In private practice in New York for three years, Carr became an assistant district attorney for Manhattan in September 1899, appointed by Asa Bird Gardner. He was the first African American to hold this office. He served until April 1901. A longstanding Republican, Carr switched allegiance to the Democratic Party after Republican and former district attorney William M. K. Olcott refused to appoint him on account of his race. Carr helped to establish the United Colored Democrats, an influential Black faction within Tammany Hall. In March 1904, he was appointed as an assistant corporation counsel for the city, overseeing "prosecution of abandonment, aged parent and bastardly proceedings." He was about to be appointed a municipal judge by Mayor John Francis Hylan when he died of heart failure at his home in Harlem in 1920.

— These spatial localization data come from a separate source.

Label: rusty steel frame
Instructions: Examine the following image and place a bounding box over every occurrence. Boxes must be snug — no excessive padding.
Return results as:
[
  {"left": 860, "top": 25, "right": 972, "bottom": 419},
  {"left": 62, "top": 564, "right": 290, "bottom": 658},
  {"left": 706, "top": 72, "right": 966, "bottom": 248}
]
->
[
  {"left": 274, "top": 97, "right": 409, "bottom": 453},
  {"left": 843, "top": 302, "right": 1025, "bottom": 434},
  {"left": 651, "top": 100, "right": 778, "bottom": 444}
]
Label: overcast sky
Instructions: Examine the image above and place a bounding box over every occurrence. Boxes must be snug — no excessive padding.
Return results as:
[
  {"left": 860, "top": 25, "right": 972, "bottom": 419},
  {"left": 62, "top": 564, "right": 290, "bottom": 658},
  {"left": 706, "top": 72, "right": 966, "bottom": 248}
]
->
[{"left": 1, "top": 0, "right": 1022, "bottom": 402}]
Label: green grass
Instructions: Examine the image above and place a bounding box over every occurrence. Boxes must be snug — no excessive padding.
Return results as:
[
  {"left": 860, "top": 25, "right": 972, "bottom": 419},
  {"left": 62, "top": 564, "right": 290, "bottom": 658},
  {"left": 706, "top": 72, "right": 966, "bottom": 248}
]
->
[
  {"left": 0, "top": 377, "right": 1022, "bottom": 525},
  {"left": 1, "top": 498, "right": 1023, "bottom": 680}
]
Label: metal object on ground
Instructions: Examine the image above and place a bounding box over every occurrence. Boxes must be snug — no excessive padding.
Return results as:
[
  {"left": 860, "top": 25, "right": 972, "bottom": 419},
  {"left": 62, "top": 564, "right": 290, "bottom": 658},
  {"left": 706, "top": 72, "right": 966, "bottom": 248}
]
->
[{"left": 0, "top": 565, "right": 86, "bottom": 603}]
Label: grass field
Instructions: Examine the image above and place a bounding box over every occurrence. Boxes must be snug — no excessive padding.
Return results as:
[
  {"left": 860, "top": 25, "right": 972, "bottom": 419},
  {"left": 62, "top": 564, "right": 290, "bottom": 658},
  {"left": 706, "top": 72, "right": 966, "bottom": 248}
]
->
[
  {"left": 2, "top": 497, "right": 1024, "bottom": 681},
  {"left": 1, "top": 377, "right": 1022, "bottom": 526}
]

Carr married Lillie M. Forrester in New York City on July 7, 1915. The couple had no children.

== Legacy ==
Carr was inducted into the Rutgers Hall of Distinguished Alumni in 1991. In 2017, Rutgers renamed the Kilmer Area Library on its Livingston campus to the James Dickson Carr Library. Rutgers offers a merit-based scholarship called the James Dickson Carr Scholarship for undergraduate students.